Stefan Kemnitz
2025
Prompt Engineering for Nepali NER: Leveraging Hindi-Capable LLMs for Low-Resource Languages
Dipendra Yadav
|
Sumaiya Suravee
|
Stefan Kemnitz
|
Tobias Strauss
|
Kristina Yordanova
Proceedings of the 15th International Conference on Recent Advances in Natural Language Processing - Natural Language Processing in the Generative AI Era
This study provides a systematic evaluation of prompt engineering strategies for Named Entity Recognition in Nepali, a low-resource language with high similarity to Hindi, by leveraging Hindi-capable Meta’s LLaMA 3.3:70B model. Four prompting techniques—Baseline, Chain-of-Thought, Self-Refine, and Least-toMost—are assessed in both zero-shot and fewshot settings. As a novel contribution, we propose an entity-aware sentence selection strategy that prioritizes example diversity and entity coverage for few-shot prompting. Experimental results show that, without Nepali examples, zero-shot and one-shot prompts frequently yield unstructured or hallucinated outputs, underscoring the limitations of cross-lingual capabilities without in-context supervision.

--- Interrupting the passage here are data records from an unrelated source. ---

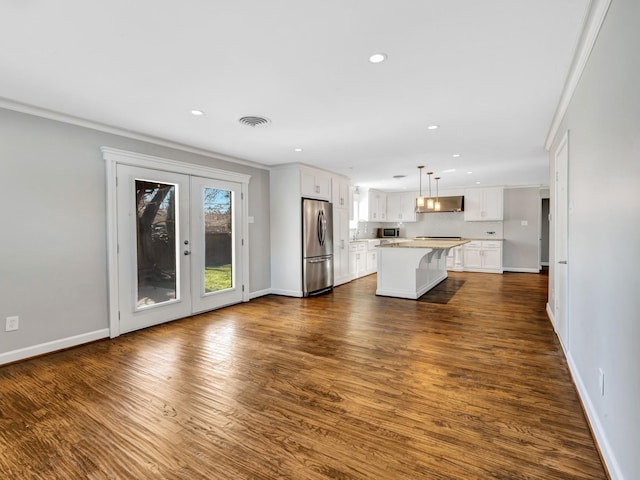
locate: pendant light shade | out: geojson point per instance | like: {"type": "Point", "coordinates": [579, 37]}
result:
{"type": "Point", "coordinates": [430, 199]}
{"type": "Point", "coordinates": [420, 200]}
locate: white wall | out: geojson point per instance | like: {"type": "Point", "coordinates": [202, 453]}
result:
{"type": "Point", "coordinates": [603, 120]}
{"type": "Point", "coordinates": [521, 248]}
{"type": "Point", "coordinates": [53, 270]}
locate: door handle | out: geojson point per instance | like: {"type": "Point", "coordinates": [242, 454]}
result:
{"type": "Point", "coordinates": [322, 260]}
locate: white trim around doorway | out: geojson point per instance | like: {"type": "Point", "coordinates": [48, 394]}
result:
{"type": "Point", "coordinates": [114, 157]}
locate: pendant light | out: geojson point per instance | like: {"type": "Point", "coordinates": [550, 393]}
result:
{"type": "Point", "coordinates": [430, 199]}
{"type": "Point", "coordinates": [420, 201]}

However, including even a small number of carefully selected Nepali examples—sometimes as few as ten—substantially enhances model performance, with the Least-to-Most approach achieving the highest F1 scores. These findings highlight the potential of prompt-based adaptation and principled example curation for extending LLM capabilities to related, low-resource languages, offering a practical alternative to full model fine-tuning.